Hi everyone!
I’m facing a specific issue while using the realtime API. When the model calls a function (tool) that takes several seconds to generate a result, the user might speak again in the meantime. This can lead to overlapping responses if the tool’s result arrives at the same time as the model’s new response.
Here’s a breakdown of the issue:
- t1 → The user asks a question.
- t2 → The model calls a tool.
- t3 → The tool starts executing.
- t4 → The user speaks again.
- t5 → The model generates a response.
- t6 → The tool’s result arrives, and the model tries to generate another response (which fails because it was already responding).
My Current Solution
I decided to ignore user input while a tool is executing, only processing it once the tool completes.
Pros:
- Prevents overlapping responses.
- Avoids mid-conversation interruptions due to delayed tool results.
Cons:
- This is not how a real conversation works. In a phone call, a user can ask something else while waiting.

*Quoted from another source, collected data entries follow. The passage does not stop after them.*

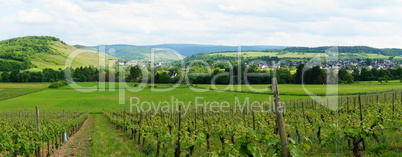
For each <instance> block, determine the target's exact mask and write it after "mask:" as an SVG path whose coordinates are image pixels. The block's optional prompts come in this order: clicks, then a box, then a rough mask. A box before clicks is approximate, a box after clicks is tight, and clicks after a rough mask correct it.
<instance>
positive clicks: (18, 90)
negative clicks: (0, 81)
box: [0, 83, 50, 100]
mask: <svg viewBox="0 0 402 157" xmlns="http://www.w3.org/2000/svg"><path fill="white" fill-rule="evenodd" d="M49 85H50V83H0V100H4V99H10V98H14V97H18V96H22V95H26V94H30V93H34V92H38V91H41V90H43V89H45V88H47V87H49Z"/></svg>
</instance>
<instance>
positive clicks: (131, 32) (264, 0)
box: [0, 0, 402, 47]
mask: <svg viewBox="0 0 402 157" xmlns="http://www.w3.org/2000/svg"><path fill="white" fill-rule="evenodd" d="M0 1H1V2H3V1H4V0H0ZM17 4H18V5H17ZM10 6H14V7H16V8H17V9H15V10H16V11H14V12H13V10H11V13H10V10H8V12H7V14H2V15H0V19H2V20H3V19H5V20H3V21H4V22H5V23H6V24H5V25H2V26H1V27H2V29H1V30H0V34H2V35H1V38H2V39H7V38H12V37H16V36H23V35H32V34H34V35H52V36H56V37H59V38H61V39H62V40H65V41H67V42H68V43H70V44H75V43H87V44H88V45H98V44H115V43H123V44H135V45H143V44H160V43H199V44H229V45H237V44H243V45H253V44H266V45H286V46H292V45H296V46H320V45H335V44H344V45H354V44H359V45H368V46H376V47H385V46H389V47H402V44H399V43H398V41H402V40H401V39H400V38H401V37H399V36H398V35H399V34H401V33H402V27H401V26H402V16H398V15H401V14H402V7H400V6H401V3H400V2H398V1H396V0H393V1H387V2H384V3H377V2H376V1H369V2H366V1H362V0H360V1H353V2H351V1H345V0H343V1H338V0H311V1H294V0H248V1H244V0H223V1H214V0H192V1H179V0H150V1H147V0H127V1H126V0H119V1H117V2H115V1H108V0H57V1H53V0H40V3H33V2H31V1H22V0H21V2H18V3H15V5H14V3H11V2H9V1H8V2H7V7H10ZM0 10H5V6H0ZM43 23H46V24H43ZM3 34H4V35H3Z"/></svg>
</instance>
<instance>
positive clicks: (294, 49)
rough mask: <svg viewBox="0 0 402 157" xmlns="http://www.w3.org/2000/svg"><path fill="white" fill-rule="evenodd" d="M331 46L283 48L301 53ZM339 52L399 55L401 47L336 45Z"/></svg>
mask: <svg viewBox="0 0 402 157" xmlns="http://www.w3.org/2000/svg"><path fill="white" fill-rule="evenodd" d="M329 48H331V47H330V46H321V47H288V48H285V49H283V50H284V51H289V52H302V53H324V52H325V50H328V49H329ZM338 51H339V53H372V54H382V55H385V56H400V55H402V49H397V48H384V49H379V48H373V47H368V46H338Z"/></svg>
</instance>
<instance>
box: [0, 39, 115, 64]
mask: <svg viewBox="0 0 402 157" xmlns="http://www.w3.org/2000/svg"><path fill="white" fill-rule="evenodd" d="M76 47H79V46H76ZM76 47H73V46H70V45H67V44H66V43H65V42H63V41H62V40H60V39H58V38H56V37H50V36H27V37H19V38H13V39H9V40H3V41H0V65H1V66H0V71H11V70H25V69H31V68H36V69H44V68H53V69H58V68H64V66H65V63H66V60H67V58H68V56H69V55H70V53H72V52H78V53H79V55H77V56H76V57H75V58H74V60H73V61H72V66H73V67H78V66H89V65H93V66H96V65H98V64H99V57H98V52H96V51H94V50H92V49H88V48H86V49H85V47H84V46H82V47H79V48H80V49H77V48H76ZM81 48H82V49H81ZM106 59H116V58H115V57H112V56H109V55H106Z"/></svg>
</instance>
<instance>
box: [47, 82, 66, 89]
mask: <svg viewBox="0 0 402 157" xmlns="http://www.w3.org/2000/svg"><path fill="white" fill-rule="evenodd" d="M66 85H68V83H67V81H64V80H62V81H57V82H53V83H52V84H51V85H50V86H49V88H60V87H63V86H66Z"/></svg>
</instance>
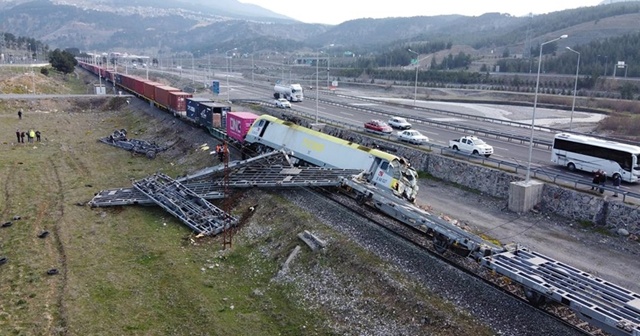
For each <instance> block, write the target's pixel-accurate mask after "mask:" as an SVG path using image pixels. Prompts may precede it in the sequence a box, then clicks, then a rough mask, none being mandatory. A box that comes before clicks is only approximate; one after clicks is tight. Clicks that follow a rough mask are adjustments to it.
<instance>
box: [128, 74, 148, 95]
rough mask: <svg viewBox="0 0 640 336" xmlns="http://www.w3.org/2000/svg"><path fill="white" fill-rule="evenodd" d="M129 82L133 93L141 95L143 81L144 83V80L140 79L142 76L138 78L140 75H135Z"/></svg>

- It creates awkward silences and long wait times.
- The user has no idea that my application isn’t listening while the tool is running.
A Partial Improvement
If a tool takes more than X seconds, I tell the model to generate a response like:
“I’m still retrieving the information, please wait a moment.”
Then, I re-trigger the same tool call with identical parameters. This way, when my app receives the re-triggered request, it knows a tool was already running, waits another X seconds (configurable timeout), and only generates the final response once the tool completes.
Key Considerations
- I understand that tools should ideally be micro-tasks that execute quickly, but in reality, some computations or external API calls take time.
- I tried adding a pre-call message (e.g., “Let me check that for you…”) in the tool descriptions, but it’s unreliable and doesn’t help for longer waits (e.g., 10+ seconds).
How Do You Handle This?
Has anyone found a better approach? Shouldn’t the model itself have a built-in way to handle this scenario?